Tuesday 20 March 2012

Entrepreneurial migration to NZ

Our Prime Minister encourages rich people to move here; our immigration authorities make it easy too.

Kiwi tech entrepreneur Lance Wiggs provides some advice for potential migrants. His advice is targeted at Kiwis coming home but is more broadly applicable:
Coming back to New Zealand is often difficult after a heady career dealing, say, in billions of dollars. The economy and industry tiny here, our domestic industries are often sleepy versus their foreign peers, and many don't seem to understand offshore experiences.
So for those coming back after a senior career offshore, a word of advice: don't look for a job. Look instead to enter the really dynamic part of our economy by starting something new. As Prof. Paul Callaghan is fond of saying, we are very good in New Zealand at doing everything else.
Not for us the big dirty industries, nor the global consumer goods we all own, but instead the quiet conquering of global niches, such as online accounting or frequency control. There are plenty of people and tools to help, and New Zealand is a wonderfully easy place to start and run a business.
So if you are considering leaving, then make sure you come back bursting with ideas and energy to start something. And if you are considering a return, then now is the hour. New Zealand is doing reasonably well during this global recession, and it's time to get going and do something about addressing the markets in our enormous trade free zone.
Forbes today listed NZ as second overall among best countries for business. [Note: they seem to be using Heritage's rankings on trade freedom. I don't buy Heritage's rankings on trade freedom.]

We get top rankings in lack of red tape, investor protection, lack of corruption, and personal freedoms. The last one I find most important, but Forbes used a very broad brush in marking the personal freedom category. Most OECD countries wind up getting a rank of 1.

Personal liberties are a bundle of a whole lot of different things. For the bundle of freedoms about which I care most, NZ comes out on top. But I suppose that somebody who puts lots of weight on firearm ownership rights relative to not being subject to arbitrary exercise of police power could rank the US higher than NZ.

I also put reasonable weight on that, flying domestically in NZ, there's often not even a metal detector, never mind this sort of thing:

I continue to be amazed at how few American libertarians emigrate.


  1. I'm an American libertarian who's been flirting with immigration to NZ. How easy is it, and what do you find preferable about living there?

    1. Immigration is pretty simple if you can hit the list of skills in short supply in NZ. Had listed some of that here: http://offsettingbehaviour.blogspot.co.nz/2011/07/emigration.html

      Best about NZ: default is that you're allowed to do something; sane tort laws generally mean you're free to do dumb stuff that might hurt yourself. That's slowly eroding, but seemingly less quickly than elsewhere. Also, while we still have a war on drugs here, asset forfeiture is very new and the police have not turned into an armed gang of thugs.

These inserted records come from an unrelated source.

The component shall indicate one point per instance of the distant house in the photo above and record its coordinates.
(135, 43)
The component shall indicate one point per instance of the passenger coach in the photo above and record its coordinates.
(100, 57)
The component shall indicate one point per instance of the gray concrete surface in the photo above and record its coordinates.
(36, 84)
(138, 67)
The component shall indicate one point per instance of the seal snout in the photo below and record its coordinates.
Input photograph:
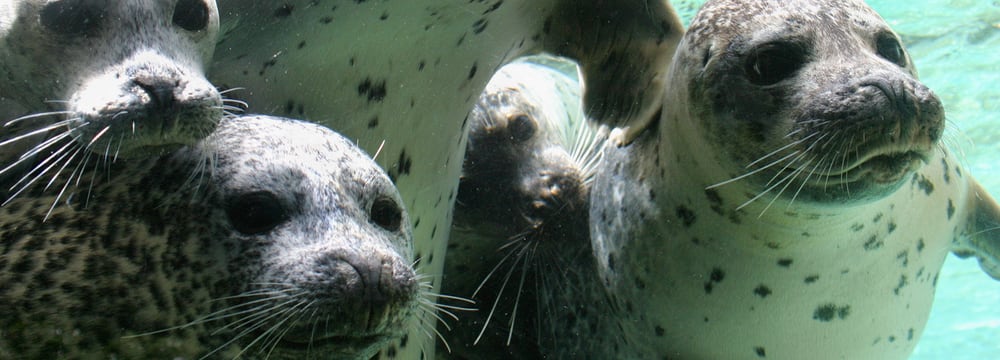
(361, 289)
(916, 107)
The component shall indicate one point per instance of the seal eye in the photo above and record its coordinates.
(770, 63)
(191, 15)
(256, 212)
(888, 47)
(386, 213)
(521, 128)
(70, 17)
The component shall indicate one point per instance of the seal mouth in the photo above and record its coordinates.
(883, 167)
(343, 343)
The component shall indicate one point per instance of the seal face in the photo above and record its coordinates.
(125, 77)
(407, 74)
(246, 244)
(521, 215)
(795, 202)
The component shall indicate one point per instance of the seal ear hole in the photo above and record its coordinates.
(889, 48)
(521, 127)
(256, 212)
(386, 213)
(73, 17)
(770, 63)
(191, 15)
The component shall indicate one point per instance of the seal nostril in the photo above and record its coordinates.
(161, 93)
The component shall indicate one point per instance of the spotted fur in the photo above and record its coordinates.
(520, 241)
(793, 203)
(408, 73)
(271, 238)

      Worst about NZ: low income, high fixed costs of everything, distance.

    2. What's the job market like for academics? I'm a tenure-track econ professor.

    3. Thin market. If you've a good publication record AND you can be on the ground here prior to June 2012, then Unis able to hire will fight over you a bit because of a research ranking exercise coming up with a June census date. After that, it'll just be normal demand. A couple places usually hiring every year. Zero chance Canterbury's hiring anytime in the next few years with earthquake stuff (except maybe in finance; student numbers there through the roof); Waikato's just hired a couple of our guys who got tired of earthquakes.

      I don't know who in particular is hiring though. Feel free to email for more.